From that perspective, it’s quite comforting to think that an industry that was just about to hit its stride three years ago is getting back on track and might just be gaining its swagger again… and it doesn’t take huge leaps of faith to believe that.
But not if lithium spikes again.
 I use “cost” and “price” interchangeably throughout this paper. Both are intended to mean the all-in price (including any markups, etc.) paid by a project sponsor to fully procure and construct a storage project.
 I use the term “lithium” and “lithium carbonate” interchangeably in this piece. Both are intended to mean lithium carbonate, the commodity input to an LFP battery that has had the most impact recently to pricing and of which ESS vendors use to index their quotes.
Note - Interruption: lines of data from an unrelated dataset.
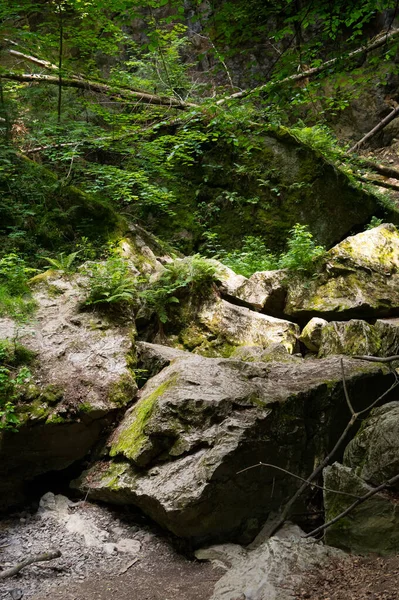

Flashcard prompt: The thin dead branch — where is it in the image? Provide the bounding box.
[266,357,399,536]
[354,174,399,192]
[0,550,61,579]
[305,475,399,538]
[237,462,359,498]
[348,106,399,154]
[216,29,399,105]
[350,157,399,180]
[0,71,198,110]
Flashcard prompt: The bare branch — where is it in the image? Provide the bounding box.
[351,354,399,364]
[268,357,399,536]
[237,462,359,498]
[8,50,58,71]
[216,29,399,105]
[305,475,399,538]
[341,358,355,415]
[348,106,399,154]
[354,173,399,192]
[350,156,399,180]
[0,71,198,110]
[0,550,61,579]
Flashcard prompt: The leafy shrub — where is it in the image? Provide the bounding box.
[0,252,35,319]
[140,254,218,323]
[0,340,33,431]
[211,223,325,277]
[218,235,278,277]
[43,252,79,273]
[366,217,384,229]
[278,223,325,271]
[84,256,137,306]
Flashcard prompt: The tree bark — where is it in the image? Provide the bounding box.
[216,29,399,105]
[0,550,61,579]
[348,106,399,154]
[0,71,198,110]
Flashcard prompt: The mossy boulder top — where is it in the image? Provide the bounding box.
[285,223,399,320]
[75,344,390,543]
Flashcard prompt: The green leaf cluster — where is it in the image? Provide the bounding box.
[140,254,218,323]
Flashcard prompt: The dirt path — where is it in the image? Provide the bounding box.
[0,494,224,600]
[296,556,399,600]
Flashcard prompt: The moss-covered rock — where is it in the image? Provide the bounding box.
[149,123,377,251]
[0,272,137,510]
[227,269,287,317]
[324,463,399,554]
[310,318,399,358]
[285,224,399,320]
[299,317,327,352]
[344,401,399,489]
[75,355,391,542]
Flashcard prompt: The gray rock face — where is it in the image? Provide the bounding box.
[344,401,399,488]
[233,270,287,317]
[198,300,299,353]
[312,319,399,358]
[195,524,344,600]
[285,223,399,319]
[299,317,333,354]
[324,463,399,554]
[76,356,388,542]
[0,273,137,510]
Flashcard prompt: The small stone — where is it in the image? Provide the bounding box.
[103,542,118,556]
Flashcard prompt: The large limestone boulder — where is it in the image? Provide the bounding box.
[285,223,399,320]
[299,317,328,352]
[324,463,399,554]
[76,355,390,542]
[195,524,345,600]
[318,319,399,358]
[197,299,299,353]
[344,401,399,488]
[0,272,137,509]
[152,127,377,253]
[228,269,287,317]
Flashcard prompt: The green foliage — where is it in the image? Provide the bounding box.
[140,254,218,323]
[214,223,325,277]
[0,340,34,431]
[366,217,384,230]
[84,255,137,306]
[43,252,79,273]
[0,252,35,320]
[279,223,325,271]
[290,123,344,162]
[217,236,278,277]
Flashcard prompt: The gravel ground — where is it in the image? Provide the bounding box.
[0,494,224,600]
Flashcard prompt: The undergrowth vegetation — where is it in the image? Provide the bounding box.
[0,253,36,320]
[213,223,326,277]
[140,254,219,323]
[0,339,34,431]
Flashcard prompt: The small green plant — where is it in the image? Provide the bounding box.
[0,340,34,431]
[43,251,79,273]
[278,223,326,271]
[140,254,218,323]
[84,256,137,306]
[212,223,325,277]
[366,217,384,230]
[217,235,278,277]
[0,252,36,320]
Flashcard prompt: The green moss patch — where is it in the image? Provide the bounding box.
[110,377,176,461]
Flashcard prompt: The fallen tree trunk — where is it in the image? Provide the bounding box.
[0,550,61,579]
[0,71,197,109]
[216,29,399,105]
[348,106,399,154]
[359,158,399,180]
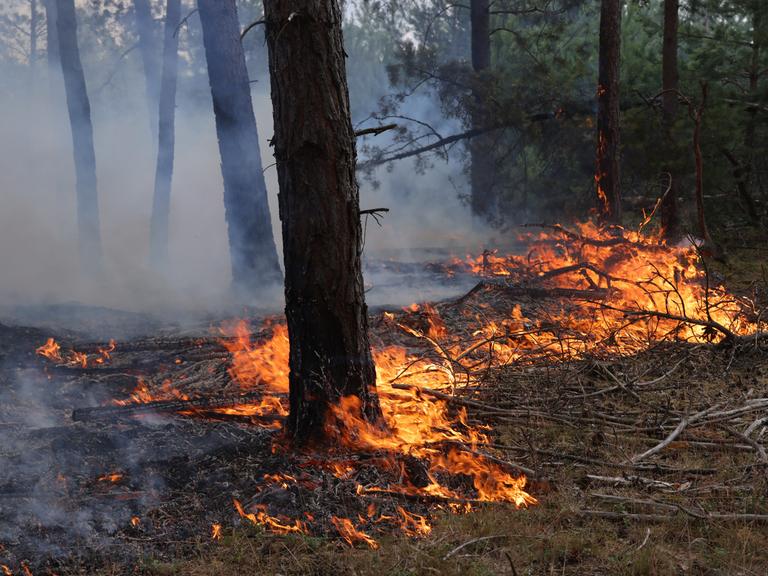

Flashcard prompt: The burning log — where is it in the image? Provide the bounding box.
[72,392,277,422]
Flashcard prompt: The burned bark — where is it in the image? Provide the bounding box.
[660,0,680,241]
[150,0,181,266]
[737,0,766,224]
[198,0,281,290]
[595,0,621,223]
[469,0,498,219]
[133,0,161,138]
[264,0,382,443]
[55,0,101,272]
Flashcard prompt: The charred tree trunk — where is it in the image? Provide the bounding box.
[264,0,381,443]
[150,0,181,267]
[198,0,282,290]
[56,0,101,272]
[595,0,621,223]
[133,0,161,138]
[660,0,680,241]
[469,0,498,219]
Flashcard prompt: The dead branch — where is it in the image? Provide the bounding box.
[355,124,398,138]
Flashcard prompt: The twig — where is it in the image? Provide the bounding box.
[443,534,509,560]
[355,124,398,138]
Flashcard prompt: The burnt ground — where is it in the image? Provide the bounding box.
[0,236,768,575]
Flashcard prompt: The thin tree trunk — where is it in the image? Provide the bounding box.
[661,0,680,241]
[738,0,765,224]
[197,0,282,297]
[150,0,181,267]
[689,82,722,252]
[56,0,101,272]
[264,0,381,443]
[595,0,621,223]
[133,0,161,138]
[469,0,498,219]
[43,0,61,74]
[29,0,40,71]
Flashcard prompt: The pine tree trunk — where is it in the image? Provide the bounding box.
[198,0,282,297]
[595,0,621,223]
[264,0,381,443]
[29,0,40,71]
[56,0,101,272]
[469,0,498,219]
[150,0,181,267]
[661,0,680,241]
[737,0,765,224]
[133,0,161,138]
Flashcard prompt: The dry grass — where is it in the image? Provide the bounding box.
[94,238,768,576]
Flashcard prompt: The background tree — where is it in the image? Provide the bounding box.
[469,0,498,219]
[48,0,101,272]
[150,0,181,266]
[660,0,680,240]
[133,0,161,138]
[595,0,621,223]
[198,0,281,298]
[265,0,381,443]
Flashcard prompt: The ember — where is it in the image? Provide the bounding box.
[211,523,221,540]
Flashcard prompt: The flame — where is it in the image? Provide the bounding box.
[35,338,62,362]
[221,320,289,393]
[331,516,379,550]
[211,522,221,540]
[33,222,760,547]
[96,472,123,484]
[397,506,432,536]
[35,338,117,368]
[232,499,307,534]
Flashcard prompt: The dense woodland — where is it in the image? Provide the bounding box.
[0,0,768,575]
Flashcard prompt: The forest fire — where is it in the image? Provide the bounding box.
[27,223,757,548]
[35,338,117,368]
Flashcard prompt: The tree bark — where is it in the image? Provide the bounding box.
[150,0,181,267]
[198,0,282,297]
[738,0,765,224]
[660,0,680,241]
[56,0,101,272]
[133,0,161,138]
[264,0,381,443]
[43,0,61,78]
[29,0,40,75]
[689,82,722,252]
[469,0,498,219]
[595,0,621,223]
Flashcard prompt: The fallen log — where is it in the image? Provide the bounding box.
[455,280,609,304]
[72,392,282,422]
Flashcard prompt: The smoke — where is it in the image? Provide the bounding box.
[0,14,494,328]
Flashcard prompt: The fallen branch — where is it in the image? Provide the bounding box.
[355,124,398,138]
[72,392,280,422]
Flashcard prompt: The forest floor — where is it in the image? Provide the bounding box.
[0,227,768,576]
[138,230,768,576]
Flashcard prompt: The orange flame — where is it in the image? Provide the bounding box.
[331,516,379,550]
[35,338,63,362]
[211,522,221,540]
[233,499,307,534]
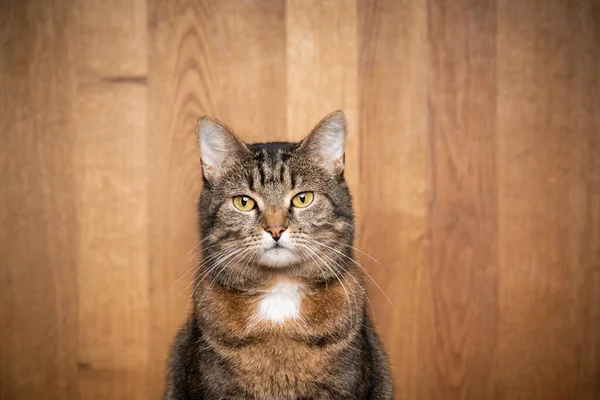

 $/kWh nameplate presents a 110 MW / 450 MWh installed system for a 100 MW / 400 MWh “nameplate” project (a term often interchangeable to the term “usable energy”). So, this takes the cost of a 450 MWh installed system and then divides by the 400 MWh nameplate rating (thus yielding a higher $/kWh price than if it were divided by the actual installed capacity). Storage people always talk past each other with “$/kWh”, so I thought it might help to clarify a bit here.
 International Technology Roadmap for Photovoltaic (ITRPV) Results 2022. Fourteenth Edition, April 2023.
 In fairness, the lion’s share of this effort is dedicated toward reducing costs of EVs – but has the same benefits to energy storage.
 I initially tried to isolate this analysis only to CapEx changes over time (and thus ignore the impact of interest rates)… but clearly, they’re just too significant to ignore entirely. My approach takes a simple “add 250 bps above each applicable SOFR” (or “SOFR + 250”, in project finance parlance). This might be a slight oversimplification – as Dave Riester highlighted in Segue’s most recent paper Clean Energy vs. Recession, there wouldn’t be a perfect 1:1 movement in the applicable project interest rate with a movement in the underlying risk-free rate – but this provides a sufficient proxy for analysis. Plus, it is probably slightly truer for storage than for solar anyhow, given the perceived risk profile of the still-nascent technology as compared to solar.